Decision 2: Interacting with UI is the feedback loop
Every AI product right now has a personalization wizard. "Describe your tone in 3–5 sentences." I deleted mine. Wizards produce aspirations, not working models — what the user thinks they want, not what they actually edit when they see a real draft. So I made every surface in Stitch a training interface instead. Every approval, every edit, every audience tweak, every sidebar question — they all write silently to one central memory file.
The user never declares their tone. They edit a few drafts, and the agent adopts the voice. They never declare their ICP. They tweak a few audience filters, and the agent narrows. The personalization is the work.


Decision 3: State, not stream
Every other AI product looks the same: one infinite chat thread.
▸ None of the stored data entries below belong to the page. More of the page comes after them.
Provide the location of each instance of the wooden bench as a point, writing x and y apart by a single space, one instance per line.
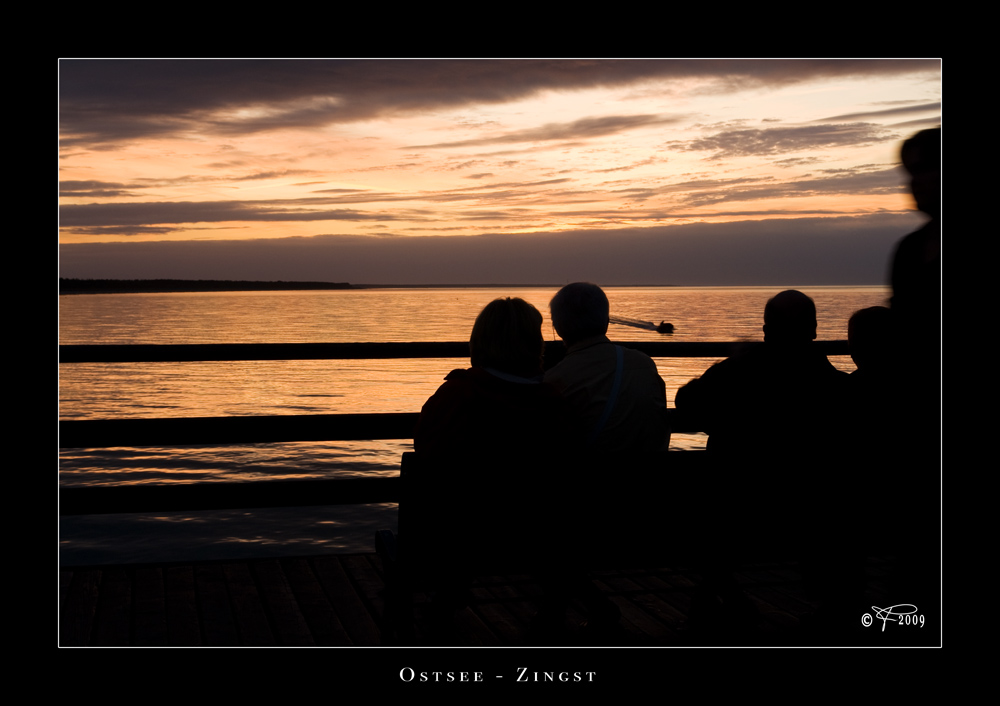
634 518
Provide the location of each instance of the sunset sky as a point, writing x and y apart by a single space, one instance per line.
489 171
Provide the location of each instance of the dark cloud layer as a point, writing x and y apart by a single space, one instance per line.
779 140
803 251
107 101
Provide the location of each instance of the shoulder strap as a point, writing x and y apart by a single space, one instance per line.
615 387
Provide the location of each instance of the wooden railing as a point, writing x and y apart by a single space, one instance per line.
98 433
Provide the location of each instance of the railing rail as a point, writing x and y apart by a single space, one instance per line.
96 433
170 353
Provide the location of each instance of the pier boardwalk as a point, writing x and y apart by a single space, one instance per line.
337 601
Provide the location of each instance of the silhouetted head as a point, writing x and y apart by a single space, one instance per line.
790 317
921 156
869 334
507 336
580 310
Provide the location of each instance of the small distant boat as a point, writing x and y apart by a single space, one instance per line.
664 327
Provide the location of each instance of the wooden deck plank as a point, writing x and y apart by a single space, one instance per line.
150 608
336 600
317 610
183 626
361 628
215 607
79 608
114 610
279 601
248 607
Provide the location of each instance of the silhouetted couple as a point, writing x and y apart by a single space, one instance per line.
513 450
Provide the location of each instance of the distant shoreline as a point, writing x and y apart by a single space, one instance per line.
163 286
167 286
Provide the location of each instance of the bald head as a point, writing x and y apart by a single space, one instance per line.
790 317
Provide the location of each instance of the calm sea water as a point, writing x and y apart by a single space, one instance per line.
105 391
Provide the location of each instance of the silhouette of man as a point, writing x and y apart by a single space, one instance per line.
781 395
617 391
780 402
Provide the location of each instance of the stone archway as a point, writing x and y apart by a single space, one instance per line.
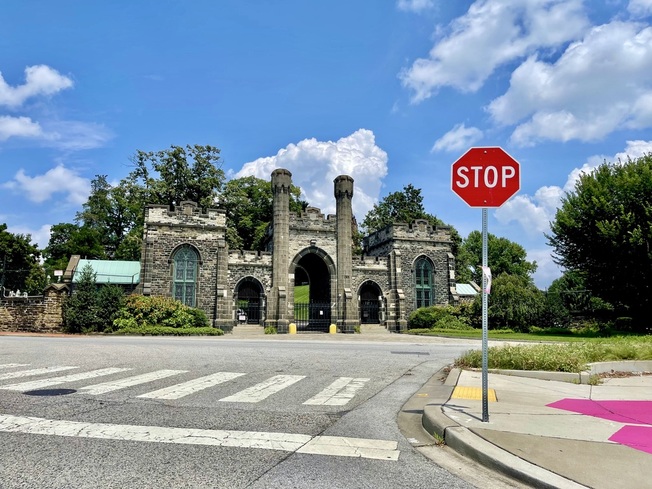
313 269
369 300
249 301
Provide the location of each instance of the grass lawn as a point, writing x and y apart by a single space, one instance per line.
302 294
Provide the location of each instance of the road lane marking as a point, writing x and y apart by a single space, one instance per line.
338 393
186 388
32 372
265 389
39 384
12 365
289 442
115 385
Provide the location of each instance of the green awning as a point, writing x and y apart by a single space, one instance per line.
111 271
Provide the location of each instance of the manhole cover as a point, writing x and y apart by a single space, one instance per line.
50 392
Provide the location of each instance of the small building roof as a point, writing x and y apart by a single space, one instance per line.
111 271
466 289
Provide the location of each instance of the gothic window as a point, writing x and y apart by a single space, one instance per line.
184 285
423 281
That shape works when the task is "answer my question right now." It breaks when the task is "run a 30-day campaign across 150 contacts." So I designed the interface as a state machine, not a chat log.
UI reflects the structure of the business workflow, and the behavior of agent is confined to them - each state gets its own UI shape:





Decision 4: Progressive disclosure
GTM tools have bimodal users — a salesperson who just wants the answer, and a RevOps operator who wants the audit trail. The easy mistake is forking into a "simple" mode and an "advanced" mode. I refused that.
Instead, depth lives behind one button: Observe. A new user sees a clean working pane. A power user clicks Observe and a side panel slides out with the raw event log and a separate read-only sidebar called Ask Stitch, which draws from session history, is read only, and does not interrupt the workflow (inspired by claude /btw and claude-assisted editing and managed session debugging on Claude console.)

Decision 5: Every action is a managed session
This one's more architectural than visual, but it's the bet that makes everything else hold together.
Every operation in Stitch that needs reasoning, tool use, or memory access runs as a managed agent session — not as an ad-hoc LLM call. Foreground jobs are sessions. Background knowledge refreshes are sessions. Sidebar memory writes go through session-attached tools. The dashboard reads live session state instead of querying a jobs table.